Sometimes the best homes weren’t built to be lived in. These ten properties were all designed to have a specific function, but when their original use was no longer in demand these buildings adapted to the changing world and became unique homes. From breweries to watermills, we have some very exclusive conversions for sale. Which do you want to live in?
This former brewery has a distinctive shape and large beautiful windows which let in so much light. The current owner believes Scott of the Antarctic’s parents lived in and ran the brewery, and there is a family grave in beautiful Holcombe Old Church. The building retains a lot of original features, like the exposed stone walls and ceiling beams, and original large window openings ensure sunshine streams into every room. The galleried landing adds to the sense of grandeur as it looks over the lounge and the garden.
The Windmill is a timber-clad building, bereft of its sails and original cap, adjoining a more conventional building which together make up a charming and spacious family home.
The kitchen and dining rooms are in the ground floor of the windmill, while a curved bedrooms enjoys the first and second floors, with the rest of the house attached.
This Grade II Listed former working watermill is now a beautiful family home set in an idyllic position next to its own mill pond and stream. The working water wheel no longer operates the mill itself, but does now generate electricity that feeds into the national grid and provides an all year round income.
The water wheel is fed by the mill pond via a controllable sluice. After the water cascades over the wheel it reforms into a stream that elegantly divides the front garden before leaving the property to continue its journey down the valley.
This converted Victorian school is set in a beautiful location with stunning views of gentle countryside, contrasted by the dramatic mountains of Snowdonia. The neighbouring dwellings are mainly cottages, farms and smallholdings. A footpath through the nearby woods leads to Cadair Ifan Goch – a National Trust lookout with magnificent views of the Conwy Valley and the Carneddau mountains beyond.

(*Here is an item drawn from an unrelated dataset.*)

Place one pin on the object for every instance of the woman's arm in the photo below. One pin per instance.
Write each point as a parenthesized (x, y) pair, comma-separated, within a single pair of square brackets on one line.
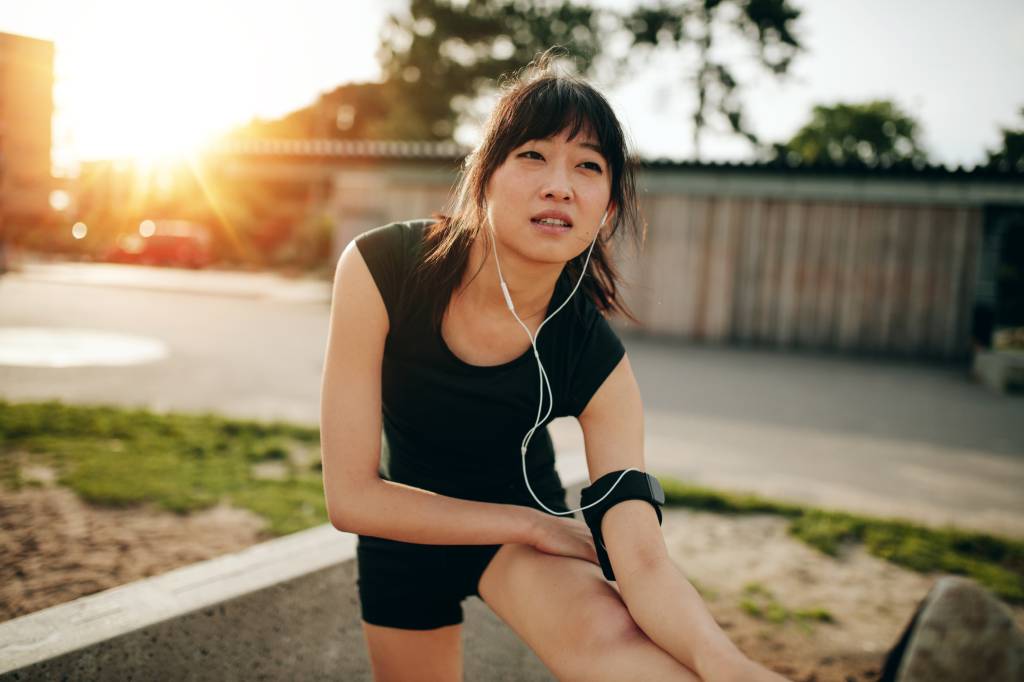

This inspiring period property was originally a shippon (milking shed) to Peckforton Hall. In more recent years it was separated and converted to an exceptional standard. In the conversion a high level of attention to detail was embedded throughout all the works combining interesting traditional features with more modern refinements.
A charming home nestled in the beautiful village position of Colwell, The Old Post Office cannot fail to capture the imagination, with stunning panoramic views to the rear of inspiring Northumberland countryside. Built circa 1820, the present owner has mastered the delicate balance of authentic detail with enhancements for contemporary living.
A unique opportunity to purchase a truly impressive barn conversion with adjoining 2 bedroom cottage set on approximately 10 acres of formal gardens and paddocks with 4 stallion boxes, barn and outbuildings.
Internally, the property exudes character and charm with a fantastic Inglenook fireplace, exposed oak timbers, a bespoke crafted staircase, cottage style kitchen with AGA and a superb master bedroom suite with dressing room and en-suite.
A superb and unique example of a sympathetically converted Chapel. The original building is Victorian, dating back to 1871, and was converted in the 1980s. Space and light are evident throughout the building which now provides a great family home of excellent proportion with accommodation on 2 floors, with a huge attic above.
The Dairy, Toot Baldon, is a historic former agricultural building which once housed the milking parlour and bull pen of a farm belonging to Queen’s College, Oxford. Immaculately converted by the present owner, The Dairy retains many original features such as an extra-wide entrance door to accommodate cows walking two-abreast, exposed rounded internal brickwork on corners to protect the cows, large oak beams, and wrought iron roofing supports.
Before being converted, this Oast house was being used for drying hops as part of the brewing process right up until the late 1970s. It sits in a tranquil setting surrounded by mature orchards and paddocks with magnificent views over the Medway Valley and surrounding countryside.